Kentucky Fried Chicken in Leicester has achieved the rare distinction of offending Muslims by doing something that they weren’t actually offended by. A branch of the takeaway chain that was part of a pilot scheme to offer halal chicken to Muslim customers blotted its copy book by withdrawing alcohol-based handwipes in case they violated Islamic principles.
But when a local KFC diner, Graham Noakes, complained about the ban earlier earlier this week to the Leicester Mercury, Muslim leaders were baffled. They made it clear that their only problem with alcohol was drinking it, and there was no edict in place against using it for hygiene or medicinal purposes. What they were mildly offended by, though, was KFC’s assumption that they would find such a minor thing offensive in the first place.
As Suleman Nagdi, of the Federation of Muslim Organisations, put it: “We have all the bigots coming out and saying ‘there you go again, the Muslims are demanding something’, when it is not the case that we are demanding anything.”
It’s nice to see Muslim leaders acting as the voice of common sense in this kind of “religious sensitives” case, which is far from the first of its kind. A while back, there was a similar row when a hospital removed Gideon Bibles over fears they would offend followers of other religions.
But it also gives me an excuse to tell an amusing tale about a Muslim leader who was indeed offended by alcoholic handwipes. And before anyone takes offence, don’t worry, this story come to me from a Muslim friend of mine, who found the whole thing very funny indeed.
Our story begins in Iraq in 2004, where my friend was working as a deputy minister in the new Iraqi government. He was not, I should admit, a particularly observant Muslim. The first time we met for lunch in one of Baghdad’s few licensed restaurants, we had an eight-pint, all-afternoon-and-into-the-early-evening bender, which ended up with his baffled bodyguard entourage driving us both home somewhat plastered.

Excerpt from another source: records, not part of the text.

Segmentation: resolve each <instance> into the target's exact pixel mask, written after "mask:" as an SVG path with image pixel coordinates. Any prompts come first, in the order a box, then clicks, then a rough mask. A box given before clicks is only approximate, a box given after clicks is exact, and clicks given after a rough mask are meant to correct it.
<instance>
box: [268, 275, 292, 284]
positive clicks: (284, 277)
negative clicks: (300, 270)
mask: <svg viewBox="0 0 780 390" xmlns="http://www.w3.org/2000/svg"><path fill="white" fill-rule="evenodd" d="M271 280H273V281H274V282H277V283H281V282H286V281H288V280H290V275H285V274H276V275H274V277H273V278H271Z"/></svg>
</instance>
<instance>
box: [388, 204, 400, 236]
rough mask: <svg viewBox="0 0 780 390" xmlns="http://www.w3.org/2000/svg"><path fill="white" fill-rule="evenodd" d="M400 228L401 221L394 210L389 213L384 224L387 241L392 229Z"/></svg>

I digress. The reason we had got to know each other was that the minister concerned was particularly worried about the ongoing “Islamisation” of Iraq at the time, with religious zealots increasingly gaining control of different ministries. Among them was his own boss, a dour Shia who he found it very difficult to work with, and who was also less-than-convivial company when the pair went on ministerial business together.

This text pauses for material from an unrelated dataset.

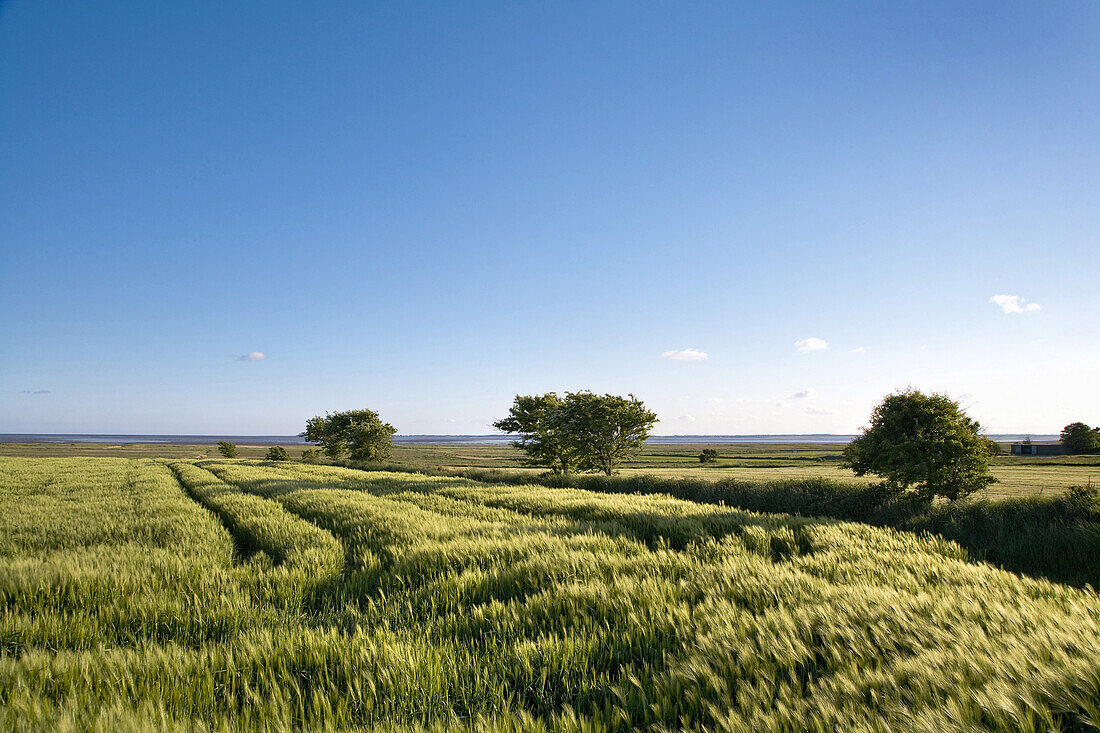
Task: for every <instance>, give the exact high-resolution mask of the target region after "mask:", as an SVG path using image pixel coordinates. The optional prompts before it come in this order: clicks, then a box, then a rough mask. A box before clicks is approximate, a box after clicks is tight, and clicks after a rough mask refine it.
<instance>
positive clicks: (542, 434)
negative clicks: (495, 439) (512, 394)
mask: <svg viewBox="0 0 1100 733" xmlns="http://www.w3.org/2000/svg"><path fill="white" fill-rule="evenodd" d="M656 422H657V415H656V414H653V413H651V412H649V411H648V409H646V406H645V405H643V404H642V403H641V401H639V400H638V398H637V397H635V396H634V395H632V394H631V395H628V396H627V397H620V396H616V395H610V394H604V395H597V394H593V393H591V392H566V393H565V396H564V397H559V396H558V395H557V394H555V393H553V392H550V393H547V394H542V395H516V400H515V402H513V404H511V411H510V412H509V413H508V417H506V418H504V419H502V420H497V422H496V423H494V424H493V426H494V427H495V428H497V429H498V430H504V431H505V433H516V434H518V435H519V436H520V439H519V440H517V441H515V442H513V444H511V445H514V446H516V447H517V448H520V449H522V450H524V451H525V452H526V453H527V461H526V462H527V463H528V464H530V466H547V467H549V468H550V469H551V470H552V471H554V472H557V473H569V472H570V471H574V470H575V471H603V472H604V473H606V474H607V475H610V474H612V473H614V472H615V471H616V470H618V467H619V466H620V464H621V463H623V461H624V460H626V458H628V457H629V456H630V455H631V453H634V452H635V451H636V450H637V449H638V448H639V447H641V444H642V442H645V440H646V438H648V437H649V430H650V429H651V428H652V427H653V424H654V423H656Z"/></svg>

My friend’s patience was stretched to the limit during a visit to Vienna one week – their first trip out of the Middle East in months, and a fine opportunity, in my friend’s view anyway, to sample some fine European cuisine.
Alas, when the pair headed out to dine that evening, his boss revealed that he was unwilling to eat in any restaurant that even served alcohol. Which, as they found out after inquring at numerous different eateries, meant pretty much everywhere in Vienna.
Instead, after an hour or so of roaming the streets, they ended up in McDonald’s, which was the only place they could find that was “dry”. My pal spent the rest of the evening chewing disconsolately on a Big Mac, plotting his revenge.
On the plane on the way home, he finally got his chance. After the in-flight meal, when his boss opened the complimentary packet of alcoholic wipes and dabbed it around his face and hands, my friend feigned a disapproving stare.
“Minister, you are aware that those wipes contain alcohol, aren’t you?” he said.
His companion looked at him in horror. “They do?”
“Most certainly. And frankly, minister, I am somewhat shocked to see you not only applying it to your hands, but rubbing it over your face as well.”
The tables duly turned, they carried on the journey in silence, parting company just a few months later, as I recall, in a reshuffle.
I’d like to be able to tell you that my friend then went on to become prime minister of Iraq, leading it towards a prosperous and democratic future, but of course it didn’t work out like that. Meanwhile, back at the KFC in Leicester, it seems they’ve put alcoholic handwipes back on the counters again, claiming – as firms usually do in these situations – that it was a mistake by a member of staff rather than company policy.
One question does still seem answered, though. If Kentucky Fried Chicken is so fingerlickin’ good, as the good Colonel Saunders says in the ad, why do you need handwipes in the first place?